Sans savoir pourquoi, ni comment, Mourad tend sa main et soulève tendrement la mèche d’Ismahane. Comme un chat ronronnant qui apprécie la cajolerie de son maître, elle ferme les yeux et prend la main de Mourad qu’elle serre fortement, avant de l’embrasser affectueusement. En pénétrant dans la chambre d’Ismahane, qu’elle partage d’ailleurs avec les autres filles, Mourad découvre une immense banderole rouge sur laquelle est écrit, en gros caractères jaunes, «L’impérialisme est un tigre en papier». Plus bas, une affichette pop’art clame «faites l’amour et pas la guerre».
M. F.

(Tiré du roman Les sirènes de Cap Rosa).
 P. S. : bonne nouvelle pour les visiteurs d'Annaba : la «Grande Bleue», établissement mythique de la corniche bônoise, vient de rouvrir après une longue fermeture. Ce restaurant, donnant sur les flots et égayé par une belle terrasse ombragée, a de tout temps constitué une attraction pour les touristes qui y trouvèrent calme, service bien fait et poisson grillé à la braise. 

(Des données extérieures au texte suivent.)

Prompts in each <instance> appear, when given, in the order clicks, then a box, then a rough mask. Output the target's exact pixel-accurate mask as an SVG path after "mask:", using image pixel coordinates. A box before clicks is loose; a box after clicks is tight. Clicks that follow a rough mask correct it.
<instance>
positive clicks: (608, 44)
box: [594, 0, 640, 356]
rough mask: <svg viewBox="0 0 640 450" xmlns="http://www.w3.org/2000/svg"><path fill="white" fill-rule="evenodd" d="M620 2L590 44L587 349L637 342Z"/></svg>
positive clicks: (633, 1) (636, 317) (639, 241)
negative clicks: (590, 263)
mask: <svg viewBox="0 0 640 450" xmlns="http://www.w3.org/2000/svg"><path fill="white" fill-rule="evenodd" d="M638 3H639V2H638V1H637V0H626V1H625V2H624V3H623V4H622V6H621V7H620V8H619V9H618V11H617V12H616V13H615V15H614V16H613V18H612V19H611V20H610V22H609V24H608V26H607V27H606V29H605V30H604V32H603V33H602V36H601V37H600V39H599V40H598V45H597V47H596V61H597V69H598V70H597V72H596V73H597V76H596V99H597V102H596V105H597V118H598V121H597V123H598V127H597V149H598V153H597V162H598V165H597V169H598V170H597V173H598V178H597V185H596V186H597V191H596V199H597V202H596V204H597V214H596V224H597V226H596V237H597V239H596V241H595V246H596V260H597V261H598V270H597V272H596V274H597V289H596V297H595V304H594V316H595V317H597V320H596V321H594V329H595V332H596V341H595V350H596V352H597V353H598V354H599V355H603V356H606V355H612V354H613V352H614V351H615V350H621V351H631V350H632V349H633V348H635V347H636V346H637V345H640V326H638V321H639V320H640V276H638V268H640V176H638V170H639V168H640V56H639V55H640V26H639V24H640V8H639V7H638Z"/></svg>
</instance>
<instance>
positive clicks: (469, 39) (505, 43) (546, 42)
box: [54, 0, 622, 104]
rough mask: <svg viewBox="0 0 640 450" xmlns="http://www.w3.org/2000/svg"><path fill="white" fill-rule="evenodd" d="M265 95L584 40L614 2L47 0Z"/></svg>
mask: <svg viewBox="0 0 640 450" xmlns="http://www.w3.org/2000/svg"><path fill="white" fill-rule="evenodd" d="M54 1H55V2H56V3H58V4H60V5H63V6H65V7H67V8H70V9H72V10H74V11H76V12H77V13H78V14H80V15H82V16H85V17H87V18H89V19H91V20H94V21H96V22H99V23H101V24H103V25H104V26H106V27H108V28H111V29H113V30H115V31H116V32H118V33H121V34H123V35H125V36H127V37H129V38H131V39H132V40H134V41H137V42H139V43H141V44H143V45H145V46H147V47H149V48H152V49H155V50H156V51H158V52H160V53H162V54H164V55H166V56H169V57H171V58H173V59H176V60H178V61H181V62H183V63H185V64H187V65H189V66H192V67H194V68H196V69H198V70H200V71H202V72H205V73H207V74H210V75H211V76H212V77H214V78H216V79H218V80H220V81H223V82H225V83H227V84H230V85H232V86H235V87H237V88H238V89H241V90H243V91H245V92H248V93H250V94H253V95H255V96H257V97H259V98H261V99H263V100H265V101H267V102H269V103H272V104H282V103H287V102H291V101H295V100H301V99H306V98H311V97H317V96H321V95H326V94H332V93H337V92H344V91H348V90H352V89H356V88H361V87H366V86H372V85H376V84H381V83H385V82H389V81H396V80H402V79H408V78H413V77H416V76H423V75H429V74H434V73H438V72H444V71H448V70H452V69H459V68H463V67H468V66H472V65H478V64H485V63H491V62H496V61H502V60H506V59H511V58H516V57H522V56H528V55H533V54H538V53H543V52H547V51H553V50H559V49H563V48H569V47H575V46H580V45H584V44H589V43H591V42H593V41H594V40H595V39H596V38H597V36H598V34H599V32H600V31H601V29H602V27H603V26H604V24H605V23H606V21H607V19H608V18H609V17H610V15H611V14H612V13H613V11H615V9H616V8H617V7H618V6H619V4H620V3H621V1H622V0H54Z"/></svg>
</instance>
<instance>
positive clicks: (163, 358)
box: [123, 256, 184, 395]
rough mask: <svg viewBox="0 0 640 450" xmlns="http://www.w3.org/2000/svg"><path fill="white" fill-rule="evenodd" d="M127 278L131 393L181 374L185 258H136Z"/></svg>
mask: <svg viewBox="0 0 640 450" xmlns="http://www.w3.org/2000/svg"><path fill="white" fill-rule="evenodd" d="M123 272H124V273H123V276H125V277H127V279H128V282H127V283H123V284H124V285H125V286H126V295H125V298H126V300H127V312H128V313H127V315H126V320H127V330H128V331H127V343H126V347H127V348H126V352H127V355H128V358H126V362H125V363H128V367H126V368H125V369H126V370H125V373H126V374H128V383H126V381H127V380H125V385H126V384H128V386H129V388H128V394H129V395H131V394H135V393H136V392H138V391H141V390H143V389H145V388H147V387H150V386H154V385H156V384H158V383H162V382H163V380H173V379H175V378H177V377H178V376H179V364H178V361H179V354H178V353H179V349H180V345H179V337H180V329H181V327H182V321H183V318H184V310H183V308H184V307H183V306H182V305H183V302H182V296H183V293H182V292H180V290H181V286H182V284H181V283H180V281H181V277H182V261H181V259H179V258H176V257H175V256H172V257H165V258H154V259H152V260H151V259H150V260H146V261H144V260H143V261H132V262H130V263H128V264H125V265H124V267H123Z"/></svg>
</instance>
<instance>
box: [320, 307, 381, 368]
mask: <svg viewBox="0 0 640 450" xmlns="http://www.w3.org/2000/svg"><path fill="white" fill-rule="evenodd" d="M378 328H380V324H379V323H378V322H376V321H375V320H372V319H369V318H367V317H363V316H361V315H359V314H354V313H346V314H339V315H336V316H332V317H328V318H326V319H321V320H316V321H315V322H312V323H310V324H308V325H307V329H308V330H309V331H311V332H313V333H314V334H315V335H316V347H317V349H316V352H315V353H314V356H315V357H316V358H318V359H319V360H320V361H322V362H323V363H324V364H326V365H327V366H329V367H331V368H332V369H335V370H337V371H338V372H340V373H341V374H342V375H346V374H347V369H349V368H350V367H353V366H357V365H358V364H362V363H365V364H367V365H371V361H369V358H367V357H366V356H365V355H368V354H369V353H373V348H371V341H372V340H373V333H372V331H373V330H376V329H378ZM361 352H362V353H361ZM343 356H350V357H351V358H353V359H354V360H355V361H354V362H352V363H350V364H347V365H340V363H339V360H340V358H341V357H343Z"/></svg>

Etablissement à la mode durant les sixties et les seventies, il brilla parmi les meilleures tables locales grâce aux Daoudi, un couple qui apporta tout son savoir et sa générosité légendaire pour satisfaire une clientèle exigeante... Sa fermeture, comme la disparition du «Lavandou» ou du «Bamako», à l'autre bout de la corniche, ont été ressenties comme une trahison vis-à-vis des hauts lieux de la gastronomie locale au moment où l'on parle de la relance du tourisme. Comme nous avions salué la réouverture de «Chez Sauveur» à la Madrague, nous disons bon retour à la «Grande Bleue» et merci aux jeunes Daoudi qui continuent de perpétuer le rêve des vieux en maintenant la qualité de service et la fraîcheur des produits proposés.